Travma, başa çıkamayacağımız kadar yoğun yaşanan zorlayıcı deneyimler olarak tanımlanır. Bu yaşam deneyimine karşı verilen tepkiler oldukça bireyseldir. Tepkilerimiz parmak izi gibi biricik ve kişiseldir. Yaşadığımız kitlesel afet sonrası, anormal olan bu yaşam deneyimine her birimiz farklı farklı çok fazla normal travma tepkisi oluşturduk. Bu tepkiler fizyolojik, duygusal ya da fiziksel tepkiler olarak sınıflandırılabilir.

Yaşadığımız bu travma tepkilerinin nedenlerinin başında gelecek kaygısı geliyor. İnsani olarak ihtiyacımız olan en yegâne şeylerden birisi güven hissidir. Fakat yaşadığımız deprem dünyaya ve yaşam alanımıza karşı olan güven hissimizi yerle bir etti. Bundan kaynaklı olarak her birimizde farklı seyreden çeşitli kaygılar oluştu. Bunlar arasında şunlar yer alabilir:

Deprem Kaygıları

Şok: Deprem sırasında veya hemen sonrasında şok yaşamak oldukça yaygındır. Bu tepki, insanların olaya dair hissettikleri şiddetli korku, endişe ve panikle birleşebilir.

Kaygı: Deprem sonrası insanlar genellikle gelecekle ilgili endişeler taşırlar. Depremden sonra yeniden bir deprem olacağı korkusu, hasarlı binaların yeniden yıkılacağı korkusu gibi kaygılar yaygındır.

Depresyon: Deprem sonrası insanlar duygusal olarak düşük ve güçsüz hissedebilirler. Kayıplar, hasarlı mülkler ve finansal sorunlar gibi stres faktörleri, insanların depresyona girmesine neden olabilir.

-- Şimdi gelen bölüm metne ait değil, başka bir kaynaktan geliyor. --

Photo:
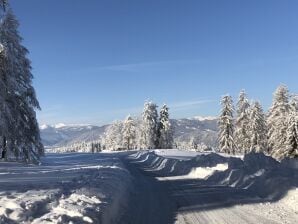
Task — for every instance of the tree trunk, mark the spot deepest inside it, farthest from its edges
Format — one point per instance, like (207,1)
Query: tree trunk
(4,148)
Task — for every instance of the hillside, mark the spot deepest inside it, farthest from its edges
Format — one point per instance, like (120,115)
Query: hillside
(187,131)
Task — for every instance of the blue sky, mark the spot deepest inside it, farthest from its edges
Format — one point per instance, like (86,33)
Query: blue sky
(98,60)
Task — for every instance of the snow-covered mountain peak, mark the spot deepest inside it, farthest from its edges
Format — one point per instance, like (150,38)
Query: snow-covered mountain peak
(205,118)
(59,125)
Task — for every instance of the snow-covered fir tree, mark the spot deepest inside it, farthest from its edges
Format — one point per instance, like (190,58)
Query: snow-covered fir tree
(242,138)
(294,103)
(291,149)
(277,119)
(149,126)
(226,126)
(19,128)
(129,133)
(113,137)
(165,129)
(257,129)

Panik atak: Deprem sonrası insanların, panik atak geçirme ihtimali de yüksektir. Bu, ani ve şiddetli bir korku hissi ile karakterizedir. Panik atak sırasında insanlar terleme, kalp çarpıntısı, nefes darlığı, titreme ve mide bulantısı gibi fiziksel belirtiler yaşayabilirler.

Suçluluk: Depremden kurtulan insanlar, bazen yaşanan kayıplar ve hasarlar nedeniyle suçluluk hissi yaşayabilirler. Bu duygu, “Keşke daha önceden önlem alabilseydim” veya “Keşke sevdiklerimi daha iyi koruyabilseydim” gibi düşüncelerle birleşebilir.

Uyku problemleri: Deprem sonrası uyku problemleri yaygındır. İnsanlar sıklıkla uykusuzluk, kâbuslar veya diğer uyku bozuklukları yaşayabilirler.

Travma sonrası stres bozukluğu: Deprem sonrası insanlar, travmatik olayların etkilerinin devam etmesi durumunda travma sonrası stres bozukluğu (TSSB) yaşayabilirler. Bu tekrarlayan hatıralar, kabuslar, aşırı kaygı ve duygusal kararsızlık gibi semptomlarla karakterizedir.

Bu tepkilerin çoğu normaldir ve kısa sürede kaybolur. Ancak bu tepkiler uzun süre devam ederse veya hayat kalitesini ciddi şekilde etkilerse profesyonel yardım almak önemlidir.

Tabii ki bu tepkiler ve duyguların travma sonrası stres bozukluğuna sebep olmaması için neler yapabiliriz kısmını konuşmak çok önemli. Öncelikli olarak sağlığımıza dikkat etmemiz gerekiyor. Bu tarz yaşantılardan sonra iştahta artma ya da azalma, kronik ilaç kullanımını aksatma, yeteri kadar uyuyamama gibi stres belirtilerimizi olabildiği kadar düzene sokmak gerekiyor. Unutmamalıyız ki psikolojik iyi oluşumuzu sağlamak için yapmamız gerek ilk şey fizyolojik sağlığımızı korumaktır.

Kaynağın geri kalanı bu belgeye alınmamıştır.